22Die Klage ist nicht begründet.
23Der Beklagte hat es zu Recht abgelehnt, über den mit Bescheid vom 14.06.1995 festgestellten vortragsfähigen Gewerbeverlust auf den 31.12.1990 von 93.568 DM hinaus weitere Verluste gemäß § 10a Satz 2 Gewerbesteuergesetz (GewStG) gesondert festzustellen.
24Der Berücksichtigung der streitigen weiteren Verluste steht der Ablauf der Feststellungsfrist entgegen.
25Nach dem gemäß § 181 Abs. 1 AO auf gesonderte Feststellungen sinngemäß anwendbaren § 169 Abs. 2 Nr. 2 AO beträgt die regelmäßige Festsetzungsfrist 4 Jahre. Sie beginnt mit Ablauf des Kalenderjahres, in dem die Steuer bzw. der festzustellende Verlust entstanden ist (170 Abs. 1 AO), spätestens jedoch mit Ablauf des dritten Kalenderjahres, das dem Kalenderjahr folgt, in dem die Steuer bzw. Verlust entstanden ist (§ 170 Abs. 2 Nr. 1 AO).
26Im Streitfall begann danach die Feststellungsfrist für die Feststellung des vortragsfähigen Gewerbeverlustes auf den 31.12.1990 mit Ablauf des Jahres 1993. Die vierjährige Verjährungsfrist lief damit am 31.12.1997 ab.
27Bis zum Ablauf dieser Feststellungsfrist (31.12.1997) hat die Klägerin weder Gewerbesteuererklärungen für die Jahre 1986 bis 1990 noch eine Erklärung zur gesonderten Feststellung des Gewerbeverlustes zum 31.12.1990 abgegeben bzw. einen Antrag auf Berücksichtigung/Feststellung von weiteren -über die bereits berücksichtigten 93.568 DM hinausgehenden- Verlusten gestellt.
28In den bis zu diesem Zeitpunkt abgegebenen Erklärungen zur einheitlichen und gesonderten Feststellung der Gewinns 1986 bis 1990 waren lediglich die im angegriffenen Bescheid bereits erfassten Verluste in Höhe von insgesamt 93.568 DM erklärt worden.

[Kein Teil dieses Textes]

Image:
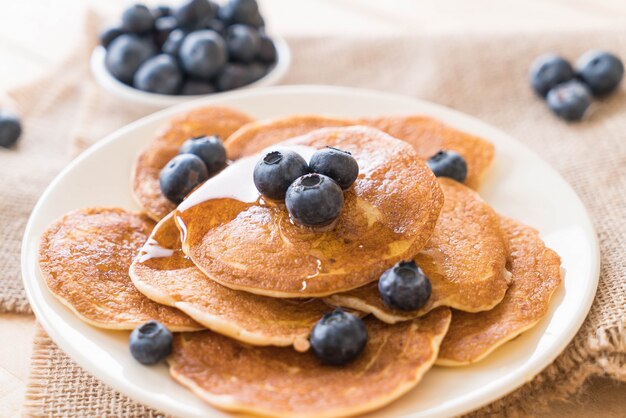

29Auch in dem Schreiben des damaligen Steuerberaters P******* vom 20.10.1995 im Einspruchsverfahren gegen den Gewerbesteuermessbescheid 1992 wurden noch keine höheren Verluste der Jahre 1986 bis 1990 geltend gemacht. Der dort angeführte Gesamtverlust beträgt zwar 265.526 DM; dieser Betrag umfasst aber u.a. einen Fehlbetrag von 693.126 DM des Jahres 1984, auf das § 10 a Satz 1 GewStG noch nicht anzuwenden (§ 36 Abs. 5 GewStG), und einen Fehlbetrag von 17.362 DM des Folgejahres 1991, der erst bei der Verlustfeststellung dieses Jahres zu berücksichtigen ist und auch berücksichtigt wurde.
30Die Feststellungsfrist ist auch nicht nach § 169 Abs. 1 Satz 3 Nr. 1 Satz 1 AO gewahrt.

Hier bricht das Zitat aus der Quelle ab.